A sequence of gallery spaces within the Cast Courts is restructured to improve clarity and rhythm, aligning contemporary display elements with the historic colonnade while reinforcing axial views and visitor circulation.

 

Particular attention was given to the vertical dimension of the halls, with suspended and vertically articulated display elements introducing a lighter, more dynamic relationship between the casts, the surrounding volume, and the visitor.

These interventions enhance visual permeability through the space, reinforce the monumental height of the courts, and encourage new perspectives on familiar objects.

Gallery view showing plaster casts and interpretative panels mounted on dark backdrops between historic columns, with visitors engaging closely with the displays inside the Cast Courts at the Victoria and Albert Museum.

Interpretative wall displays are integrated within the historic colonnade, combining sculptural fragments, reliefs, and text to support close reading of the collection while maintaining clear sightlines to the wider Cast Courts.

 

Conservation Specialists

Donald Insall Architects acted as Conservation Architects, leading on the repair, restoration, and protection of the Grade I listed fabric. London Atelier Architects were responsible for the museum-specific design elements, focusing on exhibition strategy, spatial interpretation, display systems, and the visitor experience within the vast volume of the Cast Courts.

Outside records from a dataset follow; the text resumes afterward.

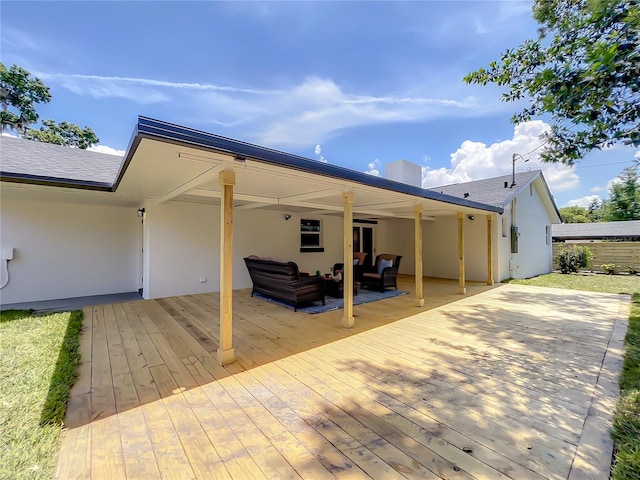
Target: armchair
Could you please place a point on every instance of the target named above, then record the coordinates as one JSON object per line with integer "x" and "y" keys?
{"x": 358, "y": 266}
{"x": 383, "y": 274}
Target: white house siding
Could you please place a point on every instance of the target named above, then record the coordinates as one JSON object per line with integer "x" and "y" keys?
{"x": 534, "y": 255}
{"x": 183, "y": 246}
{"x": 64, "y": 250}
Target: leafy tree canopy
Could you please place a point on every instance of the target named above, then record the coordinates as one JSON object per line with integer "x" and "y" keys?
{"x": 574, "y": 215}
{"x": 624, "y": 196}
{"x": 19, "y": 94}
{"x": 63, "y": 133}
{"x": 582, "y": 71}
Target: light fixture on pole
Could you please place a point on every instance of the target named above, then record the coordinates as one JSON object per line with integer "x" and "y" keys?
{"x": 515, "y": 157}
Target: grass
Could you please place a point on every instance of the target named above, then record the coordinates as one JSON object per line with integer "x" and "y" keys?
{"x": 626, "y": 420}
{"x": 626, "y": 417}
{"x": 594, "y": 283}
{"x": 38, "y": 365}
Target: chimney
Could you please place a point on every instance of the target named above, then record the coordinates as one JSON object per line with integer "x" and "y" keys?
{"x": 405, "y": 172}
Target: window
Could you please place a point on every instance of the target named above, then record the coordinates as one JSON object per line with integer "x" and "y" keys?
{"x": 310, "y": 236}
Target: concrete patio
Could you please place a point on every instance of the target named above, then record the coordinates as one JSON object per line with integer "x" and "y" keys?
{"x": 503, "y": 382}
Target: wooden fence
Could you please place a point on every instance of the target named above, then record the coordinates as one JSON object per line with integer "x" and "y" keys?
{"x": 622, "y": 254}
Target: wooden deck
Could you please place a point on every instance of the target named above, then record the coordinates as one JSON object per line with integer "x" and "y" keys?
{"x": 505, "y": 382}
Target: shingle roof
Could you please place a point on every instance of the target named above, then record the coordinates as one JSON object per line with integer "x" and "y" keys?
{"x": 597, "y": 230}
{"x": 491, "y": 191}
{"x": 19, "y": 157}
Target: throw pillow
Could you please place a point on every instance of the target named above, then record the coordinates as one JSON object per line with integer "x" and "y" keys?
{"x": 384, "y": 264}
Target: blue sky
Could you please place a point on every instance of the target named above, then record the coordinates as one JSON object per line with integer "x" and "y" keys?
{"x": 356, "y": 84}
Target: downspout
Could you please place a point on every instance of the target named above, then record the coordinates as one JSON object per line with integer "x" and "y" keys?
{"x": 513, "y": 239}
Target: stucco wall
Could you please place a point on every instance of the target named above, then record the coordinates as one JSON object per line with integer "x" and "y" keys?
{"x": 65, "y": 250}
{"x": 534, "y": 255}
{"x": 440, "y": 247}
{"x": 183, "y": 242}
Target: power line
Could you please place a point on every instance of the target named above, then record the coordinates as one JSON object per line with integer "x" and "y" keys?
{"x": 589, "y": 166}
{"x": 541, "y": 145}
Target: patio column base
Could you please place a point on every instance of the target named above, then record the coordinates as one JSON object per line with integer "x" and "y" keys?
{"x": 348, "y": 322}
{"x": 225, "y": 357}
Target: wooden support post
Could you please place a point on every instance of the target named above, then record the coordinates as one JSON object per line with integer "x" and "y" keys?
{"x": 417, "y": 211}
{"x": 347, "y": 318}
{"x": 226, "y": 354}
{"x": 489, "y": 251}
{"x": 462, "y": 288}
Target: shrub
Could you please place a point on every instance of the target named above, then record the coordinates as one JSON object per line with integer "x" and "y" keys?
{"x": 570, "y": 259}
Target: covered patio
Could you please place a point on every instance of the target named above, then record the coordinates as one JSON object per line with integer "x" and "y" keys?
{"x": 501, "y": 382}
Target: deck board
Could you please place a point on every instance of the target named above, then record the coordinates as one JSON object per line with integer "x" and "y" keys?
{"x": 497, "y": 383}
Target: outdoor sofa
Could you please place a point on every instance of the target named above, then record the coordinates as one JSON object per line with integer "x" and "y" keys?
{"x": 283, "y": 281}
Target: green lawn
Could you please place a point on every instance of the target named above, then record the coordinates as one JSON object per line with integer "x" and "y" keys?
{"x": 38, "y": 361}
{"x": 626, "y": 422}
{"x": 592, "y": 282}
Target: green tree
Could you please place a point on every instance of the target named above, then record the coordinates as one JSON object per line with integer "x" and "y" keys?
{"x": 582, "y": 71}
{"x": 624, "y": 196}
{"x": 597, "y": 210}
{"x": 574, "y": 215}
{"x": 63, "y": 133}
{"x": 19, "y": 93}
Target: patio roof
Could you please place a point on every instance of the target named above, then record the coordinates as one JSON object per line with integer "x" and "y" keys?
{"x": 165, "y": 162}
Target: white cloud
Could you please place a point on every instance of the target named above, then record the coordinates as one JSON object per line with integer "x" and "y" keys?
{"x": 583, "y": 201}
{"x": 107, "y": 150}
{"x": 475, "y": 160}
{"x": 374, "y": 168}
{"x": 292, "y": 115}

A conservation-led methodology informed every stage of the design. Detailed research and analysis were undertaken to understand the historic development of the Cast Courts, their construction, and their relationship to the wider museum complex. This understanding allowed the design to distinguish clearly between elements of historic significance and areas where carefully judged adaptation could enhance the long-term use and legibility of the spaces.

 

Colour Palette and Lighting

Material and colour choices throughout the project were deliberately restrained. A calm, neutral palette reinforces the sculptural presence of the casts and supports visual continuity across the courts, while allowing subtle differentiation between historic fabric, new insertions, and interpretative elements. New materials were selected for their longevity, reversibility, and tactile restraint, ensuring that contemporary interventions remain clearly legible without drawing undue attention to themselves.

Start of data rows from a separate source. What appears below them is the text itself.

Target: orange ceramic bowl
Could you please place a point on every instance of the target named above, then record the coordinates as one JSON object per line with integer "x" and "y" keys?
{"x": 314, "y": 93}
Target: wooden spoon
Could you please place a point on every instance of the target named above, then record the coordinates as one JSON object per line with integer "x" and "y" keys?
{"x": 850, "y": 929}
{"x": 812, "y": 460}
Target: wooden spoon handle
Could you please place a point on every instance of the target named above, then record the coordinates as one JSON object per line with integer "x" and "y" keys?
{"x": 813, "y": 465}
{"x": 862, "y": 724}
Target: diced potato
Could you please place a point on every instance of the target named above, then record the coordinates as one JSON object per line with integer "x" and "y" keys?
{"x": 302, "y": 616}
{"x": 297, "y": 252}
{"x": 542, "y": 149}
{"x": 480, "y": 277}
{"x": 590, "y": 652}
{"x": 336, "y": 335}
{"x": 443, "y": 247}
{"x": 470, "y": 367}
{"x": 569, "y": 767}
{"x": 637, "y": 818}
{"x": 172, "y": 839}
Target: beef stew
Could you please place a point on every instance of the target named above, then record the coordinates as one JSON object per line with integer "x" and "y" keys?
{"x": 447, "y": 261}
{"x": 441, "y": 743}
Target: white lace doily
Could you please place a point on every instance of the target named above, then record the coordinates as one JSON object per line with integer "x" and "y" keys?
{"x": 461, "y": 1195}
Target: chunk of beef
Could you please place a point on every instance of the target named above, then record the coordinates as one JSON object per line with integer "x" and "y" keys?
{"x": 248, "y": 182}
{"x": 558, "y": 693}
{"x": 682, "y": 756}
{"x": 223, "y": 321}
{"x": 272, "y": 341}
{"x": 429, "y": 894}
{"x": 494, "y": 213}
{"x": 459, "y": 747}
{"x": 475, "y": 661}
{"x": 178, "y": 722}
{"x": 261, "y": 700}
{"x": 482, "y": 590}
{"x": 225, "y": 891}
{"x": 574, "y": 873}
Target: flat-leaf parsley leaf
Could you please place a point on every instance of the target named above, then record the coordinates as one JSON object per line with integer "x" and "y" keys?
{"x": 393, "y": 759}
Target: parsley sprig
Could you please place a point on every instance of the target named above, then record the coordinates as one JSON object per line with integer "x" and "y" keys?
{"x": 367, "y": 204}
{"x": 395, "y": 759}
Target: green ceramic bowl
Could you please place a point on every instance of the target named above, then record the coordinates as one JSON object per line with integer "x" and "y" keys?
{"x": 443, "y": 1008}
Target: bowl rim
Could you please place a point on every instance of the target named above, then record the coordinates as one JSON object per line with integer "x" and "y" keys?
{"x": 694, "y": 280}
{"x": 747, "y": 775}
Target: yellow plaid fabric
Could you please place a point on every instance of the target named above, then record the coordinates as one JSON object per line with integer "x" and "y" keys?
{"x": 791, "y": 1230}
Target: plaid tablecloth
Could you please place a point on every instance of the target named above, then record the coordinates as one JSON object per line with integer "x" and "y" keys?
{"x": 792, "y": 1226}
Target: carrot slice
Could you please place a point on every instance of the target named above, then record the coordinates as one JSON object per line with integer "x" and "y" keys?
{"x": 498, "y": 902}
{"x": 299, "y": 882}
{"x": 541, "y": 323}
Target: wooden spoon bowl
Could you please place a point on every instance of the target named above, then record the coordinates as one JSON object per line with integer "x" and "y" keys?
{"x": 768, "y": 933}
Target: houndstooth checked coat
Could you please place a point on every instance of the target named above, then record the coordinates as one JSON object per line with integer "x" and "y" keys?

Lighting was treated as a critical architectural and curatorial tool. Carefully calibrated lighting strategies were developed to meet conservation requirements while enhancing the spatial drama of the halls. Light is used to articulate depth, surface texture, and modelling, bringing out the qualities of the casts while reinforcing the hierarchy and rhythm of the architectural volumes. The result is a balanced environment in which atmosphere, clarity, and conservation are held in careful equilibrium.

 
Sectional elevation drawing of the Cast Courts showing the tall gallery volume, glazed roof structure, historic wall colours, and cast sculptures positioned at different heights with visitors shown in silhouette.

Sectional elevation illustrating the restored proportions and colour hierarchy of the Cast Courts, clarifying the relationship between historic fabric, natural light, and the vertical display of casts within the gallery volume.

 

Conclusion

The Cast Courts refurbishment represents a collaborative synthesis of conservation expertise, architectural interpretation, and curatorial ambition.

Through careful research, restraint, and a deep respect for the original vision of the courts, the project re-establishes these remarkable spaces as powerful public galleries - places of study, discovery, and awe - while ensuring their continued relevance within the evolving context of the Victoria and Albert Museum

 
Plan diagram identifying the primary spatial axes and intervention points within the Cast Courts, illustrating how new display elements are aligned with the historic structure to reinforce orientation, rhythm, and curatorial clarity.

Plan drawing of the Cast Courts showing the historic gallery layout with central axes and key display positions highlighted in red against the existing building fabric.